What effect will the “British Abu Ghraib” have on the military?

  • Not just bad apples. Baha Mousa’s solicitor Phil Shiner, writing in The Guardian, has urged the British public not to accept that the disgraceful behaviour of 1st Battalion The Queen’s Lancashire Regiment as an extreme perversion, or just the work of a “few bad apples.” Shiner is acting on behalf of 150 other Iraqis in a case being heard next month where the argument will be made that there should be an enquiry in the entire UK detention policy. MOD policy will only be superficially altered in response to the Mousa report. “It will continue to hide damaging documents, mislead our courts, run unworthy legal arguments and use its mighty coercive power to keep the public in the dark,” argued Shiner.

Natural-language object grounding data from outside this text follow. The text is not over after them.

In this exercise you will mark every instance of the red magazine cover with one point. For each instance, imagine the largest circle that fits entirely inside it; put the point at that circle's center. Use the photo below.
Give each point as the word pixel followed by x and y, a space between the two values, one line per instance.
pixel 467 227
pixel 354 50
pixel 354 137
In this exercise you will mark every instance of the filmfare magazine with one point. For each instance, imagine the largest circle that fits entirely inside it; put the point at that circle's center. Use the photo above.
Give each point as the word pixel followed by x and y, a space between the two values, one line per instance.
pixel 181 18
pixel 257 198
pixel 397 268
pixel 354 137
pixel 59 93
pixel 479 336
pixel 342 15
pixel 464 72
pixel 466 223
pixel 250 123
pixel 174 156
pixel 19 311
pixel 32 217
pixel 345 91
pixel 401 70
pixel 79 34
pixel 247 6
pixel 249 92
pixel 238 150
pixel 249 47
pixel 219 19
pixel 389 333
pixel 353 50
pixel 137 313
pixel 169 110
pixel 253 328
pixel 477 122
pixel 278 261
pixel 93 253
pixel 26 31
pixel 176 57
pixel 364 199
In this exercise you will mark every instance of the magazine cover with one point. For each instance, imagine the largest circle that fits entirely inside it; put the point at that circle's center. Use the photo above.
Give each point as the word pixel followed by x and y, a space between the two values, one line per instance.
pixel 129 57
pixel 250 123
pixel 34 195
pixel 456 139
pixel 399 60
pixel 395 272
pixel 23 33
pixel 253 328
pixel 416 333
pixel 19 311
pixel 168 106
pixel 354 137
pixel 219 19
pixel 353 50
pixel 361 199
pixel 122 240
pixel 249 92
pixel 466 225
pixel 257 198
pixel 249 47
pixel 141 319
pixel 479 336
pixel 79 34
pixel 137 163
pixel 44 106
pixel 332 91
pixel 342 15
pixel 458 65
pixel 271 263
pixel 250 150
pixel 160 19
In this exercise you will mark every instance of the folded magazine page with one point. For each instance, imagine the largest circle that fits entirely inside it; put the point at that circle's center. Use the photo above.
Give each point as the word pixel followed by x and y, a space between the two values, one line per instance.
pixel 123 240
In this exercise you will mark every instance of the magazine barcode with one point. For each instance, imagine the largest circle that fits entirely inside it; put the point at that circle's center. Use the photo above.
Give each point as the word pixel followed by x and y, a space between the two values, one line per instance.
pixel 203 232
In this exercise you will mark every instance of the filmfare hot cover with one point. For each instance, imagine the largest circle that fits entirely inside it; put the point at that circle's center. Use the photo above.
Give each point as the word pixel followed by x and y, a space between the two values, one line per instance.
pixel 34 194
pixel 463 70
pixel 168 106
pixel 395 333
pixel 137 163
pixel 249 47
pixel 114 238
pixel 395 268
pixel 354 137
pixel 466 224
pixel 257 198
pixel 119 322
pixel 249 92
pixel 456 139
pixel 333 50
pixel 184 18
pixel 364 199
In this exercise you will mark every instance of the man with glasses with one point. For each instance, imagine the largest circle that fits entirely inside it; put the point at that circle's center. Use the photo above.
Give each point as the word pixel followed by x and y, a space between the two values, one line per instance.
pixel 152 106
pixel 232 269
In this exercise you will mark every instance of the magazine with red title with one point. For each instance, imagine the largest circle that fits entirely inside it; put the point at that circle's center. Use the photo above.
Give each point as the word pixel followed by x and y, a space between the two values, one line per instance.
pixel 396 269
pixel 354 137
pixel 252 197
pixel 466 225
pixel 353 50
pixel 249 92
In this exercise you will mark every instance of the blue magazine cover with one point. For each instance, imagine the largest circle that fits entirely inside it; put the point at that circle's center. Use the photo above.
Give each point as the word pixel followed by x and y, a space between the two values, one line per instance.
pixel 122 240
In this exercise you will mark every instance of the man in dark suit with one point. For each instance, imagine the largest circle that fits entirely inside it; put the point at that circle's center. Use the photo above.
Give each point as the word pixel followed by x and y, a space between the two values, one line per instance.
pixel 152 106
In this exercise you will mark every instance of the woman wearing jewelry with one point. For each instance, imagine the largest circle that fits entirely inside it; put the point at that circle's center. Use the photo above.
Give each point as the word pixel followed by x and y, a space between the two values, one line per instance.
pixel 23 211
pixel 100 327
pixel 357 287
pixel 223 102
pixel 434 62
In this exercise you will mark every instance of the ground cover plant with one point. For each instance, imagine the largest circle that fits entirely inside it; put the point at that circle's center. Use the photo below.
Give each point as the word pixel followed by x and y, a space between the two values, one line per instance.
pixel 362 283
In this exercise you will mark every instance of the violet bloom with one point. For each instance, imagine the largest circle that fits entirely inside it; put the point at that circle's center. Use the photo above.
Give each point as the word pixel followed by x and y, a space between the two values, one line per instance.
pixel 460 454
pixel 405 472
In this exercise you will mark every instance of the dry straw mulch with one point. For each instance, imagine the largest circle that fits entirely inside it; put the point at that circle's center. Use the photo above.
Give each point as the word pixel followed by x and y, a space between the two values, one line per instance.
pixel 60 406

  • Few rogue elements. Frederick Forsyth, a columnist for The Daily Express, objected to adverts placed in two defence magazines, Soldier and Sixth Sense, that encourage informers to anonymously denounce former colleagues who may have engaged in torture of civilians. He concluded: “Our Armed Forces do not brutalise civilians save in rare cases that the Military Police investigate.” Forsyth’s few bad apples analysis was sort of supported by the Gage inquiry’s conclusion that “an entrenched culture of violence in the [British] battlegroup” has not been uncovered.
  • What’s going to change? Gage’s report has outlined 73 measures for change. Included are requirements that detainees have a medical within four hours after capture, and that the military understand they can be prosecuted for the use of hooding, white noise, wall-standing, and sleep deprivation. “Harshing” – intense bursts of shouting abuse at prisoners – will still be allowed as it has proved vital in gaining intelligence.